How to upload an ISO using Virtual Box to a Linode
I'm wondering if it's possible to upload a Virtual Box image to a Linode. Will this work with Windows as well as a Linux distribution?
It is possible to get an ISO or Windows to run on a Linode. You are going to need VirtualBox and a copy of the ISO that you want to use. It will work for most ISO files to load a Linux distribution or Windows machine.
The first thing you're going to need to do is download:
Follow these instructions to install and spin up a VirtualBox instance on your local computer. When setting up your VirtualBox instance, the hard disk should be for 20GB. If it's not set up correctly, you won't be able to copy your ISO to your Linode. 20GB should be enough hard disk for any ISO OS. If necessary, your Linode's disk can be resized at any time.
After you have created your VirtualBox instance with the ISO do not enter in the product key if using Windows. Use the 30-day free trial. If the product key in registered and you transfer the VirtualBox instance, you will have to enter a new key.
If using Windows
Startup you ISO VirtualBox, and make all of your configurations so you can log in after you have uploaded your Windows OS inside your Linode:
1. Control Panel
2. System and Security
4. Enable "Allow Remote Access"
5. "Allow remote connections to this computer"
If using any other ISO
Make any configuration changes that are needed to run the instance on a Linode.
Now shut down your VirtualBox instance.
Set Up Your Linode
I recommend using a 4GB Linode. It can be done with a 2GB Linode or even a 1GB Nanode, but Linodes under these smaller plans may run slow depending on what you are doing with your Linode. You can always resize your Linode plan later. We use hourly billing, so running a 4GB Linode for 24 hours will cost less than a dollar.
Create a Raw Disk
In your Linode Manager click "Create a new Disk" Use the following specifications when setting up your Linode:
- Label: ISO Volume
- Type: unformatted/raw
- Size: use the whole disk available
- Save configuration
Then click "Create a new Configuration Profile" and use the following specifications:
Label and Notes
- Label: ISO Profile
Virtual Machine Mode
- Kernel: Direct Disk
- Run Level: Default Run Level
- Memory Limit: Maximum
Block Device Assignment
- /dev/sda ISO
- Leave the rest of the partitions blank except "initrd"
- initrd: No initrd
- Yes to all
Boot into Rescue Mode
Now we boot the Linode into Rescue Mode make sure /dev/sda is set to "ISO Volume"
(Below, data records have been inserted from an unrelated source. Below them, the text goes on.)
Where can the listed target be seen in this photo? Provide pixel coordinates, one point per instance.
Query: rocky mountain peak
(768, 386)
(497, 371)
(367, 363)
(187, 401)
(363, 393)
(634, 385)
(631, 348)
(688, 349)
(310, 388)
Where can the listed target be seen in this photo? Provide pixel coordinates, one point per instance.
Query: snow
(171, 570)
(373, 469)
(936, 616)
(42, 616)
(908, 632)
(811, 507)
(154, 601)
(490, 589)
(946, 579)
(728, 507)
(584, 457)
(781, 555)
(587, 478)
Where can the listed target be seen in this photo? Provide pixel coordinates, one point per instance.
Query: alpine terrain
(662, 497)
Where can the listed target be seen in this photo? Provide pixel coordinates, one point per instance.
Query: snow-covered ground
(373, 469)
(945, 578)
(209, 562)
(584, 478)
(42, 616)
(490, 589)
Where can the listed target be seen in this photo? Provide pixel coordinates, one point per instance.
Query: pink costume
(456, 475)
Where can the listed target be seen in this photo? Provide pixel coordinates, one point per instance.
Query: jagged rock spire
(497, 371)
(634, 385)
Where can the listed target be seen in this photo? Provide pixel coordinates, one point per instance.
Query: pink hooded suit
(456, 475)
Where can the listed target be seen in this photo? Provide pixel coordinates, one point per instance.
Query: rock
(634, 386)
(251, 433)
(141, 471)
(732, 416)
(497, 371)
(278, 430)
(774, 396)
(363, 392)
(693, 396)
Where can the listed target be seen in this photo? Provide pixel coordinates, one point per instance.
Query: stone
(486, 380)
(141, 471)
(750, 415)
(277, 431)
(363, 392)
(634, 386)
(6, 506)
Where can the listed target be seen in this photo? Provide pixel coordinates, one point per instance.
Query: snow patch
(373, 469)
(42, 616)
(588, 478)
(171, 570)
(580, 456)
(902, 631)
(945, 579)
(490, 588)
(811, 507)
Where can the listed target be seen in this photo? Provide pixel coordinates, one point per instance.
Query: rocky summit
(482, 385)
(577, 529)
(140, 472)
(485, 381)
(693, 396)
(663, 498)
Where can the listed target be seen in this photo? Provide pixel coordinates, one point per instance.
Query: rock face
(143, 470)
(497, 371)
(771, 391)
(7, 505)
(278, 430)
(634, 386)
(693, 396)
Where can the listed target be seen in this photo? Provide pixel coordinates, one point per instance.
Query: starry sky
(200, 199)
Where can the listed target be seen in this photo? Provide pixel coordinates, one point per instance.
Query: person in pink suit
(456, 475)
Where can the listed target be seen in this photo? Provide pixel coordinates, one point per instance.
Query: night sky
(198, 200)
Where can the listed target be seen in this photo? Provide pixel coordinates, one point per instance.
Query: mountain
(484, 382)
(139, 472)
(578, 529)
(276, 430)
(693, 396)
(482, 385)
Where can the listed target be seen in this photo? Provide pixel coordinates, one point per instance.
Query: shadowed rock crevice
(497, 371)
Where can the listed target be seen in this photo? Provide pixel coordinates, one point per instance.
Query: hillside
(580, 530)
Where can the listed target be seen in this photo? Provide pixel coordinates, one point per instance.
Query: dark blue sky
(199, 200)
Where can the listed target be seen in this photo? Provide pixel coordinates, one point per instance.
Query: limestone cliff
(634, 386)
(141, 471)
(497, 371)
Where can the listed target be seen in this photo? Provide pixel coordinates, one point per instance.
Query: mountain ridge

- Launch the Glish console in the Remote Access tab of your Linode Manager.
- Set the password using
passwdcommand. It is only a temporary password to receive the ISO disk image. It doesn't need to be complicated.
- Start the SSH service using
service ssh start
Move your ISO from VirtualBox to your Linode
This step is where you're going to need to use Finnix. While your VirtualBox shuts down, put the Finnix image in the virtual disk drive of your VirtualBox and boot.
Boot ISO VirtualBox with Finnix
Select the following option:
- Boot Finnix (64-bit)
When you are at the command line, you are ready to send your ISO to your Linode. You are going to use the following command (replace $LinodeIP in the above command with the IP address of your Linode):
dd if=/dev/sda | pv | gzip -9 | ssh [email protected]$LinodeIP "gzip -d | dd of=/dev/sda"
If the above command does not work, you need to find the disk that the ISO resides on in your VirtualBox. Run the following command in Finnix on your virtual machine "fdisk -l" and replace "sda" in the first part of the command with the results of the fdisk command. It should be "sda" or "sdb" or something similar. Do not use the number at the end of the partition name. The second "sda" in the command is where we are sending the image, so do not change that.
Finnix will ask for the password you just created for your Linode in Rescue Mode.
Now, this may take some time depending on your connection speed. Once you finish, the command line should say that 20GB has copied.
Accessing your Linode
To verify that you have uploaded your ISO disk image correctly, power down your Linode and boot normally. Then access your Linode using the Glish console. If everything worked successfully, you should see your Linode boot with the Virtual Box image you uploaded.
If you're using Windows, you can remote desktop into the ISO instance. It is possible to use the Glish interface, but I've found that there are problems with the mouse pointer not working correctly. I've successfully uploaded Windows 10 and Server 2012 and 2016 on a Linode.